④ 経営成績に重要な影響を与える要因について
「3 事業等のリスク」に記載したとおり、外部環境、事業内容、組織体制等の様々なリスク要因が経営成績に重要な影響を与える可能性があると認識しております。そのため、当社は常に業界の動向を注視しつつ、優秀な人材の確保と適切な教育を実施するとともに、内部管理体制の強化と整備を進めることで、経営成績に重要な影響を与えるリスク要因に適切な対応を図ってまいります。
⑤ 資本の財源及び資金の流動性についての分析
当社の主な資金需要は、PPMX-T003の開発及び創薬研究に係る研究開発費、並びに事業運営費等であります。これらの費用は、当期は自己資金で賄い、その残金は、すべて銀行預金とし、資金の流動性を確保しております。キャッシュ・フローの分析については、「(1)経営成績等の状況の概要 ② キャッシュ・フローの状況」に記載のとおりです。
⑥ 経営者の問題意識と課題について
当社は、「最先端の抗体技術で世界の医療に貢献する」ことを企業理念としております。この企業理念実現のために、「1 経営方針、経営環境及び対処すべき課題等 (5)優先的に対処すべき事業上及び財務上の課題」に記載の課題に対して取り組んでまいります。

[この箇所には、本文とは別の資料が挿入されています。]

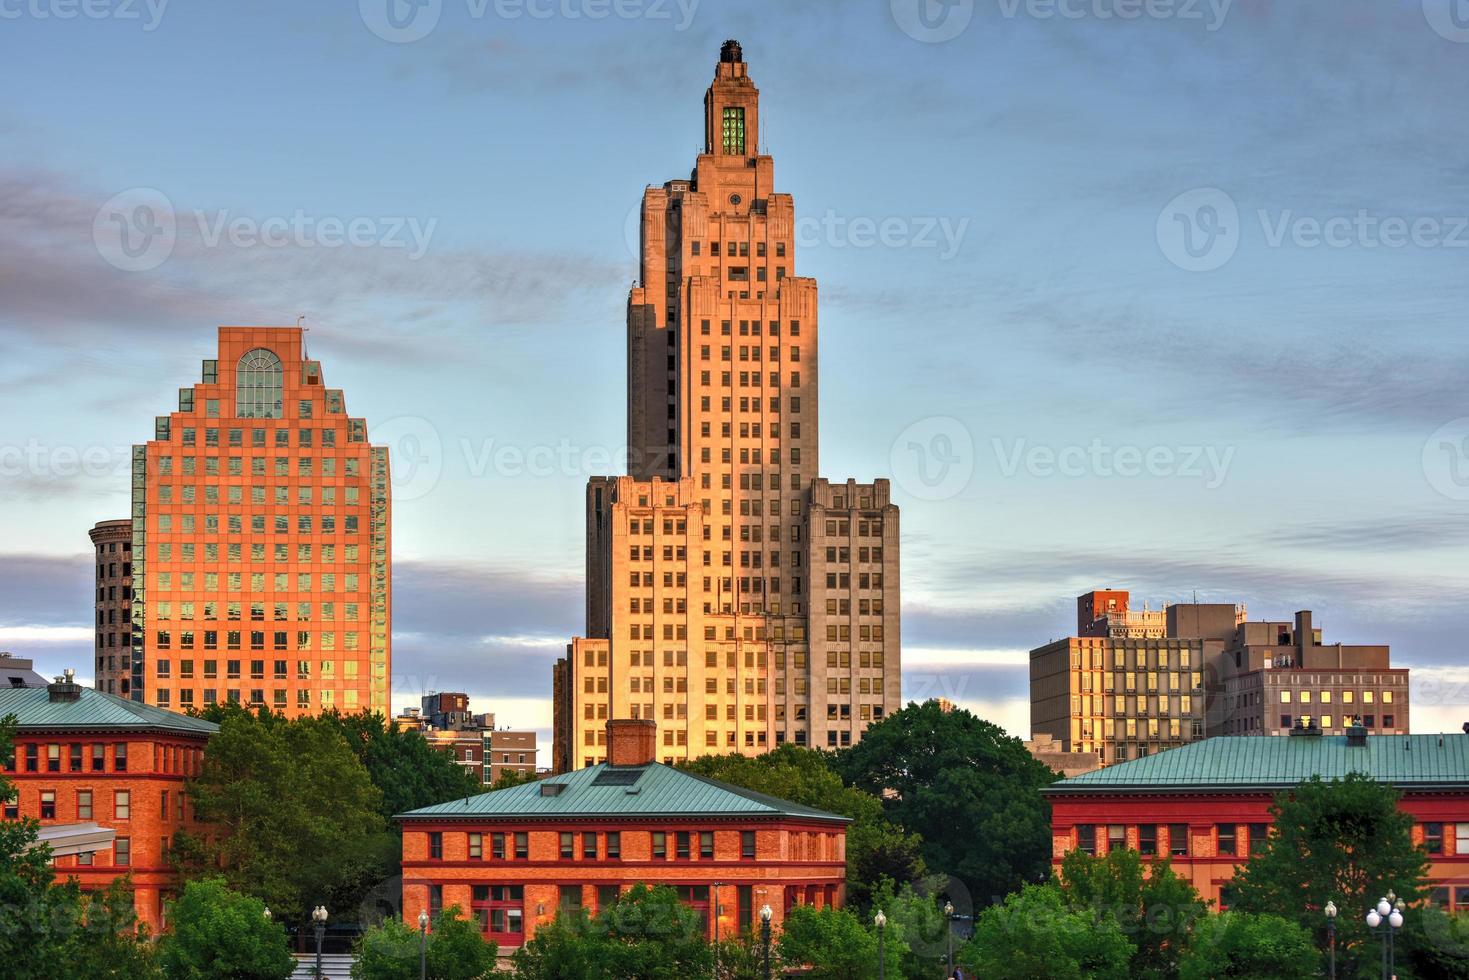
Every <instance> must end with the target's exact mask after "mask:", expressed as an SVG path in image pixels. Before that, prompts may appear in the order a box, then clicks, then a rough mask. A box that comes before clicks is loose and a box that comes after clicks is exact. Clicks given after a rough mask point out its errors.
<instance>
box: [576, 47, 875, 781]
mask: <svg viewBox="0 0 1469 980" xmlns="http://www.w3.org/2000/svg"><path fill="white" fill-rule="evenodd" d="M640 239H642V254H640V278H639V282H638V284H636V285H635V287H633V289H632V294H630V295H629V300H627V385H629V389H627V442H629V455H630V464H629V469H630V470H632V472H630V475H627V476H617V478H595V479H592V480H591V482H589V485H588V491H586V522H588V523H586V576H588V591H586V636H583V638H576V639H573V642H571V644H570V645H569V648H567V657H566V660H561V661H558V664H557V676H555V692H557V693H555V714H557V717H555V751H554V755H555V765H557V768H558V770H566V768H577V767H583V765H592V764H595V763H601V761H605V758H607V743H605V726H607V721H608V720H610V718H643V720H654V721H657V724H658V735H657V751H658V755H660V758H663V761H665V763H671V761H679V760H686V758H692V757H696V755H704V754H711V752H732V751H740V752H764V751H768V749H770V748H773V746H774V745H777V743H782V742H795V743H798V745H811V746H818V748H839V746H843V745H851V743H852V742H855V741H856V739H859V738H861V733H862V729H864V727H865V726H867V724H868V723H871V721H874V720H878V718H881V717H884V716H886V714H887V713H890V711H893V710H896V708H898V704H899V695H900V692H899V598H898V595H899V573H898V507H896V505H895V504H893V502H892V500H890V495H889V483H887V480H881V479H878V480H874V482H871V483H858V482H855V480H846V482H843V483H829V482H827V480H824V479H820V478H818V476H817V473H818V445H820V442H818V432H817V392H818V381H817V284H815V281H814V279H809V278H801V276H798V275H796V264H795V262H796V254H795V213H793V203H792V198H790V195H789V194H780V192H776V191H774V162H773V160H771V157H770V156H767V154H764V153H761V151H759V91H758V90H757V88H755V84H754V82H752V81H751V78H749V73H748V66H746V65H745V60H743V56H742V51H740V46H739V44H737V43H735V41H726V43H724V46H723V48H721V51H720V62H718V65H717V68H715V75H714V82H712V84H711V85H710V88H708V91H707V93H705V97H704V153H701V154H699V156H698V160H696V162H695V167H693V172H692V175H690V176H689V179H677V181H668V182H665V184H664V185H663V187H649V188H648V190H646V191H645V192H643V201H642V234H640Z"/></svg>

⑦ 経営上の目標の達成状況を判断するための客観的な指標等
当社は、「1 経営方針、経営環境及び対処すべき課題等 (2)目標とする経営指標」に記載のとおり、ROA(総資産利益率)やROE(自己資本利益率)といった数値的な目標となる経営指標は用いておりませんが、経営指標として、将来の売上に繋がるパイプラインの開発の進捗、パイプラインの拡充及び売上高を重要な目標と考え、事業活動を推進しております。なお、パイプラインの開発の進捗については、「第1 企業の概況 3 事業の内容 (3)当社の開発品」に記載しております。